On the 16th of October, 2022, Damianos Galanopoulos and Vasileios Mezaris of the Information Technologies Institute CERTH presented their paper titled “Are All Combinations Equal? Combining Textual and Visual Features with Multiple Space Learning for Text-Based Video Retrieval” at the ECCV 2022 Workshop on AI for Creative Video Editing and Understanding.

You can now watch the recording of the paper presentation! Click here to access the recording on YouTube.
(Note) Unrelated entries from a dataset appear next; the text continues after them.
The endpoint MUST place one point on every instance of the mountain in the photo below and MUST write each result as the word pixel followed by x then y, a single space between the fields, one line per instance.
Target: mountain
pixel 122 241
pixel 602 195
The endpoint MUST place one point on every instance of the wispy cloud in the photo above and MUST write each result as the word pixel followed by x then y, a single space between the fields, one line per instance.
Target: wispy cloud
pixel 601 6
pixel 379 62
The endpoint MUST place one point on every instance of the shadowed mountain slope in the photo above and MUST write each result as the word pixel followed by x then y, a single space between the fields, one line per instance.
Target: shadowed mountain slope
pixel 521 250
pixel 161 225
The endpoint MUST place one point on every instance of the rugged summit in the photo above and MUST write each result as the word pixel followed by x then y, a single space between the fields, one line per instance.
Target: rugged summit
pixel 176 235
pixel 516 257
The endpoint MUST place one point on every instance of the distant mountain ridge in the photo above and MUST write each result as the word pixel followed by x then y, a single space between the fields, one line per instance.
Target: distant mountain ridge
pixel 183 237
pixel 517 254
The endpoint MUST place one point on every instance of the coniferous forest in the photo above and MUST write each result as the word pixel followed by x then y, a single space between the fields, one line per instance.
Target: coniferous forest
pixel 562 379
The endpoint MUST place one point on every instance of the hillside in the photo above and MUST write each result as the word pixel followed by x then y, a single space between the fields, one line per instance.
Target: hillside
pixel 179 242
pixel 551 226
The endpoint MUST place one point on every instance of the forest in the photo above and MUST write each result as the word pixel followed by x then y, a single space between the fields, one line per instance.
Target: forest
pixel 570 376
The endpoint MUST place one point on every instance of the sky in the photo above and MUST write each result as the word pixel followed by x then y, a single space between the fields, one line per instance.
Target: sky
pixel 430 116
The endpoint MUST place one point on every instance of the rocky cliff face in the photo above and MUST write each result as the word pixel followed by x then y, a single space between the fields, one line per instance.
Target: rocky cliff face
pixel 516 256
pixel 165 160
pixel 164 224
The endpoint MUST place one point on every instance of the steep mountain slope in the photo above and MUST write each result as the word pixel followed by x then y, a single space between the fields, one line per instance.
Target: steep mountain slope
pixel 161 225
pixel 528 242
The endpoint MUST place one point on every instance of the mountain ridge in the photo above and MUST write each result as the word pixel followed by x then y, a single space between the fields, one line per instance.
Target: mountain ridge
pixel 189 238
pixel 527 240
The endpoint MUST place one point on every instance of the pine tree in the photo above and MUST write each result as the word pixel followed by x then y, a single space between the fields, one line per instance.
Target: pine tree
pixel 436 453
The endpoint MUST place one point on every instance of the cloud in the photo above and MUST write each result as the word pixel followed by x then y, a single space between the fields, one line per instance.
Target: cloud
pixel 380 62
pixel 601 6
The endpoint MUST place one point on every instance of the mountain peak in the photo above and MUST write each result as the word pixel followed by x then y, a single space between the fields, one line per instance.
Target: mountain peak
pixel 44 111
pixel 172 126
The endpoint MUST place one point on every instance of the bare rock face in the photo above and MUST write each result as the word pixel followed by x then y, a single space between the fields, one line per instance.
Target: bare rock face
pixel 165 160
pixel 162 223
“Are All Combinations Equal? Combining Textual and Visual Features with Multiple Space Learning for Text-Based Video Retrieval” by Damianos Galanopoulos and Vasileios Mezaris (Proc. ECCV 2022 Workshop on AI for Creative Video Editing and Understanding (CVEU), Oct. 2022):

In this paper we tackle the cross-modal video retrieval problem and, more specifically, we focus on text-to-video retrieval. We investigate how to optimally combine multiple diverse textual and visual features into feature pairs that lead to generating multiple joint feature spaces, which encode text-video pairs into comparable representations. To learn these representations our proposed network architecture is trained by following a multiple space learning procedure. Moreover, at the retrieval stage, we introduce additional softmax operations for revising the inferred query-video similarities. Extensive experiments in several setups based on three large-scale datasets (IACC.3, V3C1, and MSR-VTT) lead to conclusions on how to best combine text-visual features and document the performance of the proposed network.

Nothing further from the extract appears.